Needless to say, once the away team lands on the planet, the excrement quickly hits the fan. Without giving away too much (like the trailers do not do that already), the team encounters a variant of the “alien” Xenomorph that is fast and just as deadly as its cinematic cousin. When all seems lost along comes David, the android from Prometheus who along with Shaw survived the conflict of the first film and set out to find the Engineers – the humanoids that apparently used technology to create the human race and then didn’t like how it turned out.
The rest is spoiler territory, but Scott borrows much from the other films, especially the original Alien which still remains the best entry in the series – and fans will be happy to see the Xenomorph back in action. What is missing, as noted before, is the heart and soul that Ripley provided to those previous films. Waterston does her best here, and we do want to see her overcome in Ripley fashion, but Walter/David are really the story that Scott seems most interested in exploring at the expense the human characters.
We never really get to know the other crew members all that well, except for Danny McBride’s Tennessee (apparently Scott’s idea for comic relief which is sorely needed) and he does the best he can wearing a cowboy hat but has limited screen time, and as the other characters get picked off one by one, as is always the case in these films, we are really not very invested in any of them.
The interplay between the androids is the core of what Scott wants to highlight, and Fassbender has a delightful edge as David while his Walter has a subtle benevolence and obvious dedication to duty and cares for Daniels. Walter is intrigued by David’s “work” in the ten years spent on the planet, and he is not too shocked to discover that the Engineers designed the aliens to destroy their human creations or by how David, now taking their place as creator and caretaker, wants the aliens to flourish and eliminate the human race including this crew and their colonist and embryo cargo.
While Scott takes us down the road to get some answers, the film still leaves us with many more questions. One of the most glaring is how can this crew and Captain Oram be so careless when landing on a planet that has not been fully vetted as was the case of their original destination? Without being aware of indigenous organisms and the atmosphere, these people jump off the transport with no helmets or protection from anything airborne or on the ground. It seems too obvious but still is bothersome. Back here on earth we would wear more protection against mosquitoes and other pests, but they walk out of the ship onto an alien world with no precautions.

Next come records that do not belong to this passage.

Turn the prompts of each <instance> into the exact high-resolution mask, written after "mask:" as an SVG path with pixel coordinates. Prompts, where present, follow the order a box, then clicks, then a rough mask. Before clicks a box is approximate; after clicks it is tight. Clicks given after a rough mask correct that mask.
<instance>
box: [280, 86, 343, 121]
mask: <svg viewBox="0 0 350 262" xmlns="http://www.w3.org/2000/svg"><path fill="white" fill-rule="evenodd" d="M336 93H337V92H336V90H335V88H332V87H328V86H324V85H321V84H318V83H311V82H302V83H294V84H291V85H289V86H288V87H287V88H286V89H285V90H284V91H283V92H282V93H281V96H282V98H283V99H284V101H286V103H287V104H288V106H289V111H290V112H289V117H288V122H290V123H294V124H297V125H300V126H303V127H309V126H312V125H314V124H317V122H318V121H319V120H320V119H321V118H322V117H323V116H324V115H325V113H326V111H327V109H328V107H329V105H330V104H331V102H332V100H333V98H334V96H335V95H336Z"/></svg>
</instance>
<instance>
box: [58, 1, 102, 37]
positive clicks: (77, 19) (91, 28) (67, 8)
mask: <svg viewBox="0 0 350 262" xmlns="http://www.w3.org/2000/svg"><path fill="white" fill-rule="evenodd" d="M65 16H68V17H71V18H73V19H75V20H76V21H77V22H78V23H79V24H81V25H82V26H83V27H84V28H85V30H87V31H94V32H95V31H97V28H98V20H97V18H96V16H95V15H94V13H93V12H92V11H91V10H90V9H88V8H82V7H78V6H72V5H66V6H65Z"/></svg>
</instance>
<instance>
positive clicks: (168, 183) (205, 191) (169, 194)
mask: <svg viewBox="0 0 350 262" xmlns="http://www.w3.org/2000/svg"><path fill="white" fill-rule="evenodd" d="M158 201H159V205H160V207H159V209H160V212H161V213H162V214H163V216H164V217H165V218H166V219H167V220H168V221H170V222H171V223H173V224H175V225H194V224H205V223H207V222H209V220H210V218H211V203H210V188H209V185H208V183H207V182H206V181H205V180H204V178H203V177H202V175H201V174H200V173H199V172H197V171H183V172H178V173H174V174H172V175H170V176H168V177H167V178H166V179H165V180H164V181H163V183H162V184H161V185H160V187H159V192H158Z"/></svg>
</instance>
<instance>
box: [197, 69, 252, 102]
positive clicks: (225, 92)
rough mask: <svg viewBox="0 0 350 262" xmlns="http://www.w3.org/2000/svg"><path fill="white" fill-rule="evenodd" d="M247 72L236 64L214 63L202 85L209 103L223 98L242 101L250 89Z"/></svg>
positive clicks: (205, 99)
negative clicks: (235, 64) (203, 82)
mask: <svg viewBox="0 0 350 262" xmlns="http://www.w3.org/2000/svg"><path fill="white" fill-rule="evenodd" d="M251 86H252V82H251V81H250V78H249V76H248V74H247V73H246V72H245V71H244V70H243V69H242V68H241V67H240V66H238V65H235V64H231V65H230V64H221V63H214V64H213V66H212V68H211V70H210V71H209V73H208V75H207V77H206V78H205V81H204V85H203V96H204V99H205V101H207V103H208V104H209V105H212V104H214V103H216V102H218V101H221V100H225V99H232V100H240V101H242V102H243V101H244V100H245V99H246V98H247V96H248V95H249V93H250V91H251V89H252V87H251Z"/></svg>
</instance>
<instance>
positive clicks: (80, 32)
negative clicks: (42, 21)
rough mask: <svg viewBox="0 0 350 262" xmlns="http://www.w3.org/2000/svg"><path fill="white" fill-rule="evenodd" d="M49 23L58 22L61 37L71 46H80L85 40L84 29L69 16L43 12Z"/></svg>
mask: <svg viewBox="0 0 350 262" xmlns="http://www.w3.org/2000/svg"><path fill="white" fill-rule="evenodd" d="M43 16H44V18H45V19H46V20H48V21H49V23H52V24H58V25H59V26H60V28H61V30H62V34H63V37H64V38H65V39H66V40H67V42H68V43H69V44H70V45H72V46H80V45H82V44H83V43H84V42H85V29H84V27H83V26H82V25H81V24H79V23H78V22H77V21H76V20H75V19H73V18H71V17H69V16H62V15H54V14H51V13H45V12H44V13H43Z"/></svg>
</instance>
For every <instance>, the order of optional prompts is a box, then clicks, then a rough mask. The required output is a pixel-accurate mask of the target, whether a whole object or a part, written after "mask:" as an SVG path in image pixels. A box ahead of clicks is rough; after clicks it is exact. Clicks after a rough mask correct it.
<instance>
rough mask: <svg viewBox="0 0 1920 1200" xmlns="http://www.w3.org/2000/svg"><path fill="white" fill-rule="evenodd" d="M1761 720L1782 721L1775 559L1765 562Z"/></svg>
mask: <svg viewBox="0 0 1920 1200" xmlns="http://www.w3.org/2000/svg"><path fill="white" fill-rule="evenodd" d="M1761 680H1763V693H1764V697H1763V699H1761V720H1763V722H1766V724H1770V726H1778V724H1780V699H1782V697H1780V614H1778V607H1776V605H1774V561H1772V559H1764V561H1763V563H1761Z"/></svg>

Many other decisions made by the characters can come under similar scrutiny – most notable is how anyone could look down into a big slimy egg that just opened and not expect something bad to happen. Oh, yes, of course, this is a prequel you will say, so they haven’t learned from Ripley and company’s experience yet. No matter – it stretches the credibility way too far in my point of view.
Overall, while I am not totally thrilled with Alien: Covenant, it is still an Alien film (Yes, I said that about the Star Wars prequels too), and so attention must be paid. I can say I enjoyed it enough but it didn’t blow me out of the theater the way Scott’s original did, but how could any sequel/prequel match that intensity?
One interesting thing is that the last preview before the film started was for Mr. Scott’s eagerly anticipated Blade Runner sequel – Blade Runner 2049. Happily, Harrison Ford is reprising his role as Rick Deckard, which bodes well for it because at least we can be confident about that film having its Ripley – the element that would have made Covenant a great film instead of just a good one.